Une sexualité épanouie pourrait-elle faire de nous des êtres plus sensibles et plus aptes à créer une société pacifiée et respectueuse de l’environnement ?
« Le sexe est la clé de la vie sociale des bonobos. Leurs communautés sont pacifiques, aimantes et généralement égalitaires », indique le primatologue Frans De Waal dans son article « Bonobo, Sex and Society », paru dans le
Scientific American Special Edition de juin 2006. Pour lui, c’est sûr, leur activité sexuelle favorise les relations harmonieuses.
« Certaines traditions primitives interdisaient à l’homme de faire l’amour la veille d’une bataille et quelquefois jusqu’à une semaine avant. On pensait que cela le rendait moins combatif », souligne le Dr Gérard Leleu, sexologue et auteur de
L’Écologie de l’amour. Faut-il remettre au goût du jour le slogan « Faites l’amour, pas la guerre », scandé par la contreculture américaine des années 1960 lors du conflit au Viêtnam ? Un être humain ayant une sexualité épanouie pourrait-il être moins disposé à l’agressivité ?
« Il est bien évident qu’un être humain capable d’aimer, d’être aimé et de partager cet amour de manière sensitive, sera moins sujet à la susceptibilité et l’agressivité qu’un autre dans un état de frustration affective et sexuelle », assure Jacques Lesage de La Haye. Ce psychologue psychanalyste, qui fut 30 ans chargé de cours de psychologie à l’université Paris 8, a étudié la question de près. Ayant fait lui-même un séjour en prison pour « braquages de jeunesse », il y reprit ses études et y mena sa recherche de doctorat – résumée dans son livre
La Guillotine du sexe, la Vie affective et sexuelle du prisonnier – qui portait sur l’influence de la frustration sexuelle sur ses codétenus.
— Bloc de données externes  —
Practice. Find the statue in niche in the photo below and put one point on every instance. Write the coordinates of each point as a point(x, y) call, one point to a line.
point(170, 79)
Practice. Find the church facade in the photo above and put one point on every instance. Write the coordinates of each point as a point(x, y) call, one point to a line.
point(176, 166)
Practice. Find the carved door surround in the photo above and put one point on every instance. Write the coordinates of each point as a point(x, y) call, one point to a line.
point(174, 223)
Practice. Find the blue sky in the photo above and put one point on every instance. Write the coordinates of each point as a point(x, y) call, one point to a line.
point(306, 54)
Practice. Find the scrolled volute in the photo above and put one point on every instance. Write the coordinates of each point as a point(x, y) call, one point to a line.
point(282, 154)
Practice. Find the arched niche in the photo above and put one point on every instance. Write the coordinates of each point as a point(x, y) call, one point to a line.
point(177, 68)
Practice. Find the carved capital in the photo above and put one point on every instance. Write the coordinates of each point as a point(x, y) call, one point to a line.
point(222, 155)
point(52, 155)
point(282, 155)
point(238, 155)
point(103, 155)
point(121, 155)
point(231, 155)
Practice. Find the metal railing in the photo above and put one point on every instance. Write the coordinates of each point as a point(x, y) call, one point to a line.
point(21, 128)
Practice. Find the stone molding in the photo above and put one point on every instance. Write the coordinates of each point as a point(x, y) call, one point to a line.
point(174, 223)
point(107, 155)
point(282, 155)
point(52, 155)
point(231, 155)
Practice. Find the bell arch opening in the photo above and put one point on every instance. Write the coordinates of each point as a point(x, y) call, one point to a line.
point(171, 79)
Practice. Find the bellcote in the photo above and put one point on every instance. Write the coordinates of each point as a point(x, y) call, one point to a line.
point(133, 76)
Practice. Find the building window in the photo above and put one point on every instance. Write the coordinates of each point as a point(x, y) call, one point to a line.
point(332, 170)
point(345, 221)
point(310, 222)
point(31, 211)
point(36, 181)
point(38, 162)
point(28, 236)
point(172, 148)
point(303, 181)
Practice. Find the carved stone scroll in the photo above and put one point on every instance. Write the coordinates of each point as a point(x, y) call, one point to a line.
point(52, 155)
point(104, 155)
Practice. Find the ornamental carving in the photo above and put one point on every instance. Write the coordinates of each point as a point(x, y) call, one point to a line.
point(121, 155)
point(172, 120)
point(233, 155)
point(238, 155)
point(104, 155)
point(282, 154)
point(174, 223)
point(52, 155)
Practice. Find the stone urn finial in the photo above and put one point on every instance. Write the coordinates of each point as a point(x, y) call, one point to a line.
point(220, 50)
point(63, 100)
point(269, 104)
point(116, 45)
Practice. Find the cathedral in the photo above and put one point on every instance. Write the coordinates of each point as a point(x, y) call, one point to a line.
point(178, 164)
« Ce que nous pouvons tirer de cette étude, c’est que quelle que soit la situation psychologique du sujet à l’origine, à partir du moment où il est mis en situation de carence affective et sexuelle, certaines décharges affectives et psycho logiques ne s’effectuent pas. Cela produit une accumulation de tensions, un effet cocotte-minute. Il devient enclin à exploser pour un rien et à passer à l’acte », explique-t-il. Ainsi, la sexualité offrirait une opportunité de régulation de notre vitalité et de notre état d’esprit.
La sexualité
offrirait une opportunité de régulation de notre
vitalité et de notre état d’esprit.
Bien sûr, le sexe offre beaucoup plus encore.
« D’un point de vue biologique, la sexualité provoque la sécrétion dans le cerveau des substances du plaisir : endomorphine, ocytocine, dopamine, qui sont les hormones qui nous détendent, nous pacifient. C’est donc le meilleur antidote qui soit à l’agressivité », souligne Gérard Leleu. Non seulement ce cocktail hormonal qui favorise l’amour et l’attachement, ne nous donne pas envie d’exercer notre combativité, mais il favoriserait à long terme l’apparition d’un état d’esprit plus serein.
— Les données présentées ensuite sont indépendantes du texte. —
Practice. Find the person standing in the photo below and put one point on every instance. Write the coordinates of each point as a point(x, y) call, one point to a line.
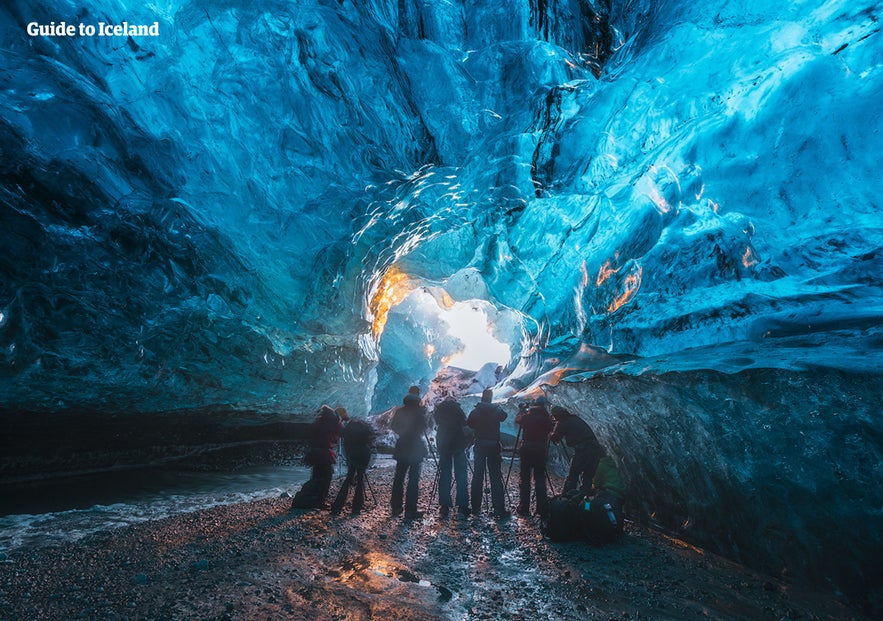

« Et sur le plan psychologique, faire l’amour est un acte relationnel qui, même lorsqu’il n’est pas entièrement bon, favorise le lien. Lorsqu’ils désirent, les humains deviennent aimants et s’ouvrent à la réalité de leur partenaire », poursuit le sexologue. Partager des moments agréables, devenir curieux de l’autre, découvrir que la différence est enrichissante, avoir envie de construire ensemble.
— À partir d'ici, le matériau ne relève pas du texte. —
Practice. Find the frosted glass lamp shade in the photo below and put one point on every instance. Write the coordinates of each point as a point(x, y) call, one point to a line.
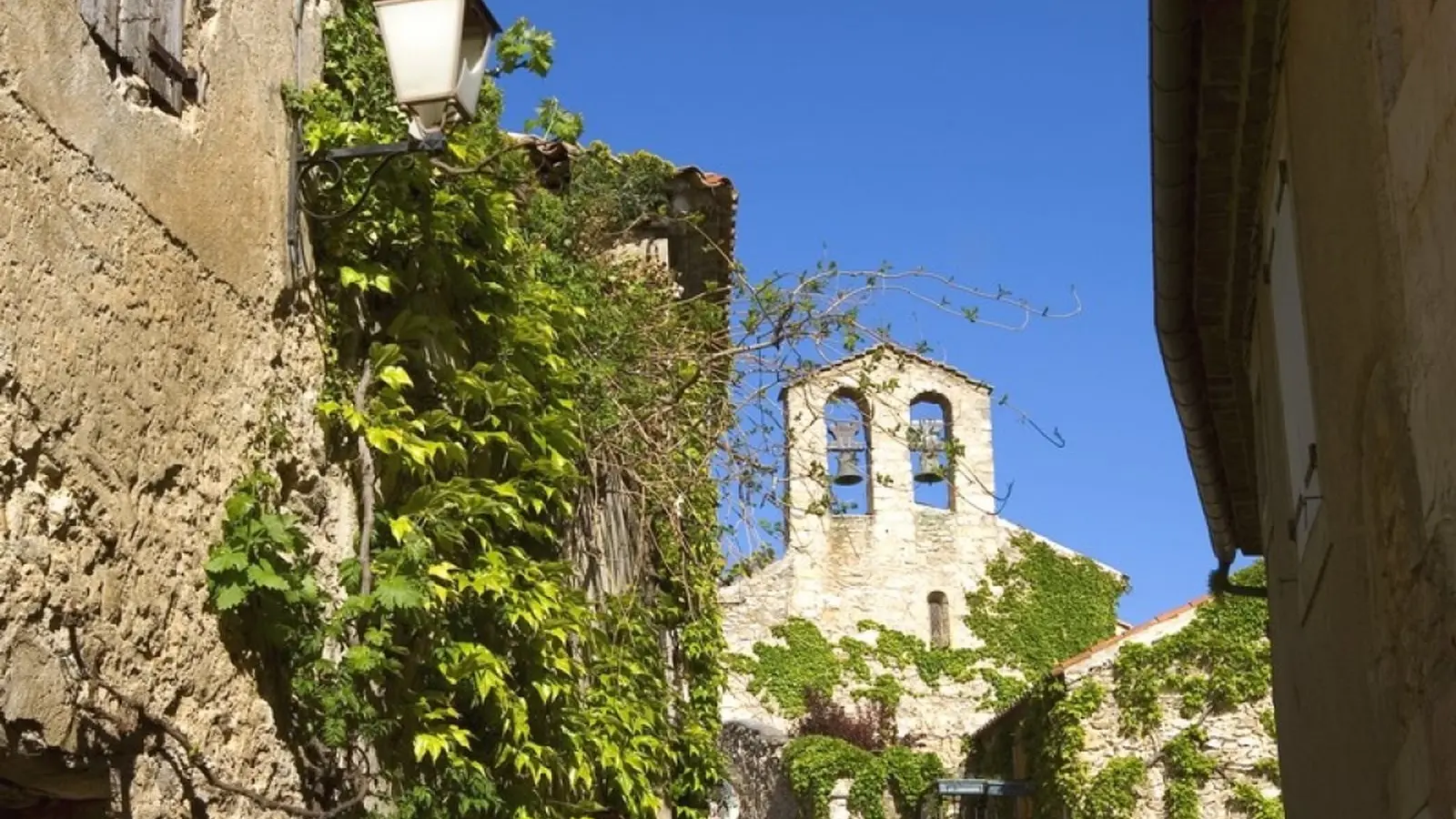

Ainsi, une sexualité pleine nous ouvre à notre sensibilité et à notre capacité d’empathie – 2 grandes aptitudes réputées féminines. Son impact pourrait alors être bien plus important que la modification notre rapport à notre environnement immédiat.
« Je crois qu’une sexualité épanouie peut changer la donne au niveau social car elle rend l’homme plus ouvert et respectueux. Actuellement, nous sommes encore dans une société très patriarcale. Or, cette prédominance du masculin a des conséquences écologiques et humaines dommageables, pour ne pas dire graves. Si nous continuons à vivre sur ces valeurs de conquête, d’exploitation et de domination, c’en sera fini de l’humanité avant un siècle. Nous avons urgemment besoin d’une société plus fraternelle. Les valeurs féminines doivent être revalorisées. Une sexualité saine provoque cela », soutient Gérard Leleu.
Le sexologue constate que de plus en plus d’hommes osent afficher leur sensibilité sans pour autant perdre leur masculinité.
« Ce sont les hommes de demain, ceux qui vont changer le monde… avec les femmes », assure-t-il.